This "succeeds" and produces a=0, b=0, c=0, R=0; which really is a solution. If it isn't one you like, you need to choose some more constraints and use a different method; or scale the entire system for R:

# a/R*v0 + b/R*v1 + c/R*v2 = 1
(a, b, c), residuals, rank, singular = np.linalg.lstsq(
    a=vectors.T, b=np.ones_like(vectors[0]),
)

print(a)
print(b)
print(c)

(-0.002558995337825785-0.4153223431626433j)
(0.5507299146223893+0.0009271169427349513j)
(-0.2945381908343979+0.14446580277473847j)

In this form R is a fully-free parameter.
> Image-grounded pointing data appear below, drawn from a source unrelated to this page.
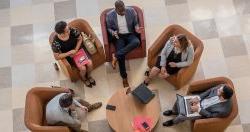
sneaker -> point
(167, 112)
(114, 61)
(168, 123)
(125, 83)
(92, 81)
(94, 106)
With no other information it's fully wild guessing what a reasonable value would be; perhaps a scale for abc to be unitary:

# a/R*v0 + b/R*v1 + c/R*v2 = 1
abcR, residuals, rank, singular = np.linalg.lstsq(
    a=vectors.T, b=np.ones_like(vectors[0]),
)

# e.g. force abc to be unitary
R = 1/np.linalg.norm(abcR)
abc = abcR*R

print('abc =', abc)
print('R =', R)

abc = [-0.00335024-0.54374112j  0.72101708+0.00121378j -0.38561019+0.18913502j]
R = 1.3092026733974018

or perhaps a complex scalar to rotate the system so that b == 1:

R = 1/abcR[1]
abc = abcR*R

print('abc =', abc.round(18))
print('R =', R)

abc = [-0.00591606-0.75412075j  1.        -0.j         -0.53437111+0.26321655j]
R = (1.815766929506332-0.0030567220695781367j)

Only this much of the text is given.